Le 10 nov. 2022 à 19:09, Eugen Block <eblock@nde.ag> a écrit :

Hi,

this sounds very similar to something I experienced a couple of times this year. In a HA cloud with two control nodes (the third joined just recently) when one node was shut down (accidentally) I saw basically the same effects you're describing. I could create new networks and instances were started successfully and also got their IPs via DHCP while existing VMs didn't properly work (at least the dhcp part for self-service networks). I'm still not sure what exactly the root cause is as I can't reproduce it in my test lab, and retrying it in a production cluster is not a good idea. ;-)
I got things to work, but it's still unclear what exactly it was. It's possible that you could see hints in the neutron logs that something's not right, I don't recall the exact message but it was something like "dhcp agent doesn't work because the server is overloaded". By the way, what is the number of dhcp agents per network you have in neutron.conf?
Briefly, here's what I did (at that time with 2 control nodes):
- put the pacemaker cluster into maintenance mode so I could stop and start services manually
- stopped all services except rabbitmq and galera
- made sure all services (like neutron) were actually "dead", so no left over processes
- started apache and haproxy on one node only so all requests would land there
- started one service after another manually and watched the logs
- now the dhcp agent started successfully and logged
- started the services on the remaining control node and everything was stable
- the cluster then recovered

I don't know if that helps in any way, but I thought I'd share. By the way, we don't use kolla so I can't really comment that part.

Regards,
Eugen

Zitat von Franck VEDEL <franck.vedel@univ-grenoble-alpes.fr>:

Hello,
after a restart of my cluster (and some problems...), I have one last problem with the VMs already present (before the restart).
They all work fine….They all work, console access OK, network topology ok…
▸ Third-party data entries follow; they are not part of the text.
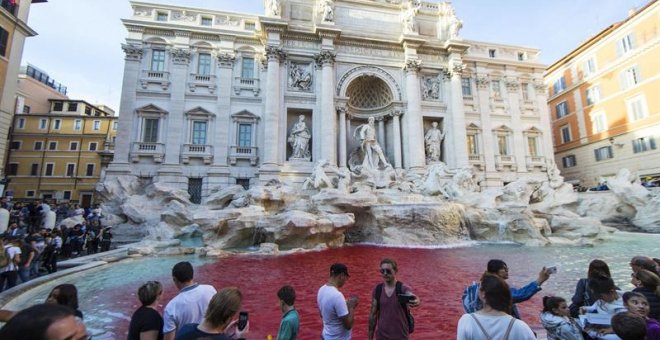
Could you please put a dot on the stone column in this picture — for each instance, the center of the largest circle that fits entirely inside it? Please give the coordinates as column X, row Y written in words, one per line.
column 271, row 141
column 458, row 129
column 396, row 127
column 413, row 118
column 328, row 117
column 342, row 137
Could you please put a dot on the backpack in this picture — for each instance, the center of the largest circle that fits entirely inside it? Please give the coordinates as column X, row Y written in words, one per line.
column 398, row 290
column 471, row 302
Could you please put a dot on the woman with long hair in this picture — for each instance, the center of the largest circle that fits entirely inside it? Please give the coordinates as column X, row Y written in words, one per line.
column 493, row 321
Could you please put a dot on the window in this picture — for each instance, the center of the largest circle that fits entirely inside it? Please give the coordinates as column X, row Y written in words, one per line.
column 603, row 153
column 247, row 68
column 49, row 169
column 593, row 95
column 245, row 135
column 598, row 122
column 562, row 109
column 466, row 86
column 630, row 77
column 204, row 64
column 12, row 169
column 4, row 37
column 568, row 161
column 161, row 16
column 565, row 134
column 496, row 88
column 70, row 170
column 150, row 132
column 89, row 170
column 158, row 60
column 644, row 144
column 637, row 108
column 559, row 85
column 199, row 133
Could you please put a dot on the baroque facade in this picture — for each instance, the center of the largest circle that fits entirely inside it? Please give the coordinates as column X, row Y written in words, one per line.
column 216, row 98
column 604, row 102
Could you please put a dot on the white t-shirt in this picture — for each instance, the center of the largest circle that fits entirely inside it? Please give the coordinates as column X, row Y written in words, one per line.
column 496, row 327
column 333, row 308
column 187, row 307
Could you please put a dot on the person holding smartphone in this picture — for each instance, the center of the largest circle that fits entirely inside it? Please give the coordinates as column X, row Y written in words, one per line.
column 390, row 306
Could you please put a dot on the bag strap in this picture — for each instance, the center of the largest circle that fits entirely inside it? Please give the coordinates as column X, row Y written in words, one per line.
column 508, row 330
column 488, row 337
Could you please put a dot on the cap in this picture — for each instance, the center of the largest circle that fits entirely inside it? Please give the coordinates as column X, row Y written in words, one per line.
column 338, row 268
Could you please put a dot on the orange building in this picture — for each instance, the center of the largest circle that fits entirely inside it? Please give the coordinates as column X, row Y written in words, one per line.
column 604, row 101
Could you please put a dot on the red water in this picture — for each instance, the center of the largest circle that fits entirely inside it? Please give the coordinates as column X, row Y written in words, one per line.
column 436, row 276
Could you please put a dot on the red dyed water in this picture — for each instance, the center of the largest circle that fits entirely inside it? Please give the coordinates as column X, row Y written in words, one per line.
column 436, row 276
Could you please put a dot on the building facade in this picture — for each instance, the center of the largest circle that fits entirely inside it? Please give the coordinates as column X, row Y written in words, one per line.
column 604, row 101
column 59, row 153
column 216, row 98
column 13, row 31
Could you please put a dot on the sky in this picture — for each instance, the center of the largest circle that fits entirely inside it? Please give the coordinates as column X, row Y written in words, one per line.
column 79, row 41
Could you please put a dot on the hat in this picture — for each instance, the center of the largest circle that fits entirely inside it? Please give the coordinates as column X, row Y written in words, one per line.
column 338, row 268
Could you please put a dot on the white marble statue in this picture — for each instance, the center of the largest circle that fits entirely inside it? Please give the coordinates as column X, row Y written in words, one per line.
column 327, row 10
column 433, row 140
column 372, row 152
column 299, row 140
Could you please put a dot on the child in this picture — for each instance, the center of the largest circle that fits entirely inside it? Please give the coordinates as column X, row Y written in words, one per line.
column 637, row 304
column 557, row 321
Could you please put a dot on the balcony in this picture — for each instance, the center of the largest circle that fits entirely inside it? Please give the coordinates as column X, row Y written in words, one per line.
column 154, row 150
column 159, row 79
column 203, row 151
column 505, row 161
column 243, row 152
column 246, row 84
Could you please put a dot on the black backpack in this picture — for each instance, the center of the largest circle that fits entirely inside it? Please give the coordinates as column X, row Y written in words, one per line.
column 398, row 290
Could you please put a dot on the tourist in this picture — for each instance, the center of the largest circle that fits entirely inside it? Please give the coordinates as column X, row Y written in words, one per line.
column 388, row 312
column 583, row 296
column 637, row 303
column 9, row 258
column 191, row 302
column 557, row 321
column 146, row 322
column 45, row 321
column 217, row 323
column 629, row 326
column 336, row 312
column 649, row 286
column 493, row 321
column 290, row 320
column 65, row 295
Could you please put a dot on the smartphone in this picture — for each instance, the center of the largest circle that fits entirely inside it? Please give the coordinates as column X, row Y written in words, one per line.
column 242, row 321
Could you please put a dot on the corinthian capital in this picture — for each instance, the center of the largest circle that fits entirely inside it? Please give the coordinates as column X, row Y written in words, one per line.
column 133, row 52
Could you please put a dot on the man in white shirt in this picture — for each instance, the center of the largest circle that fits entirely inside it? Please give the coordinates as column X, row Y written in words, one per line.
column 189, row 305
column 336, row 312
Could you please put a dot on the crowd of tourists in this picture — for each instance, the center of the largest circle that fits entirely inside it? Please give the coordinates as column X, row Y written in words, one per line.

But they can no longer communicate on the network, they do not obtain IP addresses by dhcp. Yet everything seems to be working.
If I detach the interface, I create a new interface, it doesn't work. I cannot reach the routers. I cannot communicate with an instance on the same network.
On the other hand, if I create a new instance, no problem, it works and can join the other instances and its router.
Is there a way to fix this? The problem is where? in the database?
Thank you in advance for your help.

Franck VEDEL